To be clear, this is not just a question of language.  Nearly all international students are required to have official language proficiency just to qualify for admission as students.  Understanding, trust, access, and support go beyond translating brochures and webpages.  If you can find a workers’ compensation authority or OH&S doing a great job gaining the trust of foreign students, let me know.  I could find no public-facing statements or studies on this issue.  Foreign students need to know that their status and right to work are not at risk by engaging with health and safety agencies or filing a workers’ compensation claim.


I also found little in the way of data on the risk differences (if any) faced by international students.  Do they experience similar levels of injury or risk as resident workers remains an unanswered question.  Few workers’ compensation jurisdictions identify international students in their data –a necessary categorization if we are to determine work-injury risk, claims rates, or establish the likelihood of under-reporting of workplace injury in this population.

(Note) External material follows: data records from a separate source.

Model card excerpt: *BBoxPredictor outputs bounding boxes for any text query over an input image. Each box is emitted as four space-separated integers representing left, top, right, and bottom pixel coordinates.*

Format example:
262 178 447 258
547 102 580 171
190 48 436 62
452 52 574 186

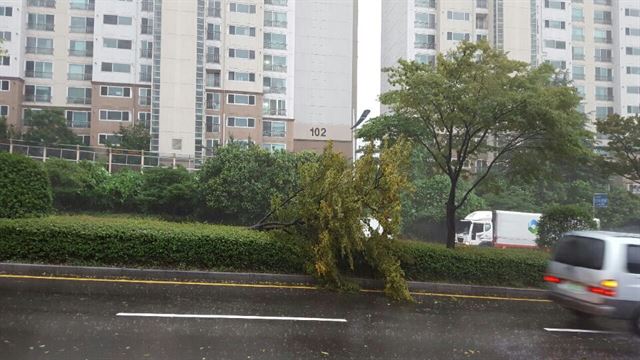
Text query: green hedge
0 216 548 287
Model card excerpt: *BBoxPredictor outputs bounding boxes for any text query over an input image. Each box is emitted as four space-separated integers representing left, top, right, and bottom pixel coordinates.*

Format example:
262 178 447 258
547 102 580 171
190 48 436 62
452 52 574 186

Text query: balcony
24 94 51 103
140 49 153 59
67 96 91 105
67 73 92 81
69 25 93 34
27 23 54 31
27 0 56 8
24 70 53 79
25 46 53 55
69 49 93 57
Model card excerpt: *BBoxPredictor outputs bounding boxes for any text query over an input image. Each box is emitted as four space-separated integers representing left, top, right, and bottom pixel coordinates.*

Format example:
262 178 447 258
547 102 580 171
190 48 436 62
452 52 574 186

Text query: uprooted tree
252 141 411 300
359 42 588 248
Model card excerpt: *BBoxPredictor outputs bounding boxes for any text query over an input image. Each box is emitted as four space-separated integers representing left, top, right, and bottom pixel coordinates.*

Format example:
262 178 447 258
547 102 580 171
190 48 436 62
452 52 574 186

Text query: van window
553 236 605 270
627 245 640 274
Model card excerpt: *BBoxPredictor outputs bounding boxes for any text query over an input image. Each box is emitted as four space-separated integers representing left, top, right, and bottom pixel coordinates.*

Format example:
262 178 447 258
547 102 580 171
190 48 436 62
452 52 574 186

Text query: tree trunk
447 185 456 249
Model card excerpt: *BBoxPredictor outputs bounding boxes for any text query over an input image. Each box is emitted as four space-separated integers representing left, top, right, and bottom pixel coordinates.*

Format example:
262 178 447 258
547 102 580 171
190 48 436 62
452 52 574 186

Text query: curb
0 263 547 299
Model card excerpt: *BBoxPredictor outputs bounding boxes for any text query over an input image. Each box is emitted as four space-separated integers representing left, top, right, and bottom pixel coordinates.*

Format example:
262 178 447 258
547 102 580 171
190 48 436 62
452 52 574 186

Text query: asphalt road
0 278 640 360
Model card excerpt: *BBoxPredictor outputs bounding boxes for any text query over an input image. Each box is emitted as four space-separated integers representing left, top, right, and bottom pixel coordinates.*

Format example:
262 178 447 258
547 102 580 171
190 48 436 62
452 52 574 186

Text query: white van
544 231 640 335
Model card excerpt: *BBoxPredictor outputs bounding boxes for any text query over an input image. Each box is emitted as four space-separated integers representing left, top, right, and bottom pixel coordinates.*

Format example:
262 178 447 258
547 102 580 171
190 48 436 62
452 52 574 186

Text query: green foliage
118 123 151 151
198 144 313 225
536 205 597 248
597 114 640 183
23 109 78 145
45 159 109 211
0 153 52 218
0 216 304 273
358 42 587 247
137 167 198 217
260 142 411 300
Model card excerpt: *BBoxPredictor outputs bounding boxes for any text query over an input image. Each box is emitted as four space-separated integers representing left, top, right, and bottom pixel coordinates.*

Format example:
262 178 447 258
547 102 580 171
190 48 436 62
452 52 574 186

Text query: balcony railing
69 49 93 57
67 73 92 80
67 96 91 105
27 23 54 31
26 46 53 55
24 94 51 103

Taking action to help protect international students and serve them requires action by workers’ compensation and prevention authorities.  These actions include:

       Collecting data on international student injuries

       Interacting with specific international student groups

       Determining where international students are working and being injured

       Educating international students and their employers on their rights and building trust

       Actively seeking to minimize under-reporting of workplace injury, illness and disease involving international students

       Comparative research on risk, frequency, severity, and outcomes of injured international students vs. resident student workers


Societally, we want and need international students more than every.  They can be a resource that will help level the gaps in our labour force and skill needs. Takin intentional and robust steps to understand and address their needs is more important now than at any point in the past.